# Huffy 24 in



## schwinnguyinohio (Jul 16, 2017)

been wanting a 24 in banana seat bike and found this at Portland today single speed but very clean, would anyone know what kind of rear reflector it would have had .


----------



## rfeagleye (Jul 17, 2017)

Very clean! Congratulations!

I think it would have had the stop sign shaped reflector.
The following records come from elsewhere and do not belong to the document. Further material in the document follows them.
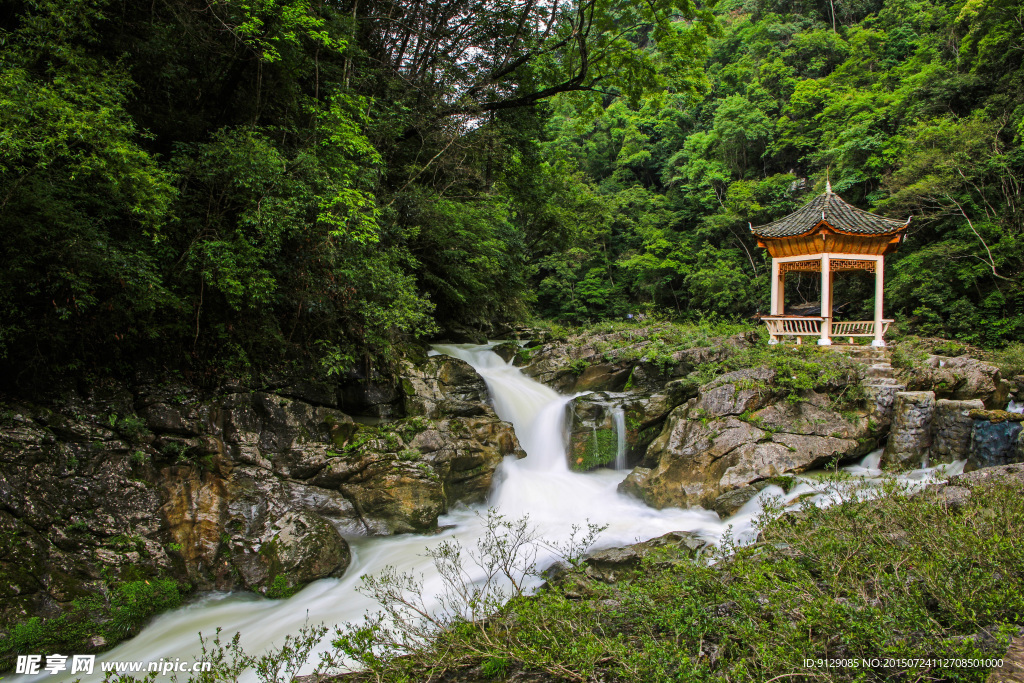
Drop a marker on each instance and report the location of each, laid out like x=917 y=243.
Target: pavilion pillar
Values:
x=825 y=339
x=879 y=299
x=773 y=307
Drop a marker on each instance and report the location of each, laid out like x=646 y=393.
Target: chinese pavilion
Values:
x=829 y=237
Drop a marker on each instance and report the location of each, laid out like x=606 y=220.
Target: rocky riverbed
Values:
x=158 y=483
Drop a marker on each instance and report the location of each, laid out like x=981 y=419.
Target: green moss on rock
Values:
x=593 y=450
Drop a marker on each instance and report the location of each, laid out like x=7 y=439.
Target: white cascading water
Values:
x=619 y=416
x=541 y=485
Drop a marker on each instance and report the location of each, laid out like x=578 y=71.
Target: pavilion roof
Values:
x=828 y=208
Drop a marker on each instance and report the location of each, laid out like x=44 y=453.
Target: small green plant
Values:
x=409 y=455
x=579 y=366
x=281 y=588
x=77 y=526
x=1011 y=359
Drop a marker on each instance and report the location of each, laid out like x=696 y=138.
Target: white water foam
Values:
x=541 y=485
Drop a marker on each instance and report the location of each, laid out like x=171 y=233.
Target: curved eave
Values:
x=825 y=224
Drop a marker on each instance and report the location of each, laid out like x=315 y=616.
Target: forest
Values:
x=217 y=187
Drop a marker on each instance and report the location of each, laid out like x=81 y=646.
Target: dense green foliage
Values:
x=227 y=184
x=910 y=108
x=119 y=614
x=221 y=185
x=898 y=579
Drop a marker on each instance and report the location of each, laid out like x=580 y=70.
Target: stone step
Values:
x=881 y=382
x=879 y=370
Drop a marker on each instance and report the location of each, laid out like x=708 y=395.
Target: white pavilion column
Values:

I think those were used by Huffy in the early 70's.


----------



## modelcarjedi (Jul 18, 2017)

That's a very kool bike ! 


Sent from my iPhone using Tapatalk


----------



## schwinnguyinohio (Jul 21, 2017)

Well since I found a huffy slingshot and 4 other bikes this week this one will be heading to the for sale section as soon as I can get some pics taken will hope just to get money back on it


----------



## partsguy (Jul 21, 2017)

schwinnguyinohio said:


> View attachment 645621 been wanting a 24 in banana seat bike and found this at Portland today single speed but very clean, would anyone know what kind of rear reflector it would have had .




If you want another 24" muscle bike, come to Fairborn tomorrow. I'm hocking the Spyder. Everything done on it, but needs a derailleur still.


----------



## schwinnguyinohio (Jul 21, 2017)

Sorry need to get rid of some now myself, hate to miss Fairborn but have a different work schedule this week , let me know how it was


----------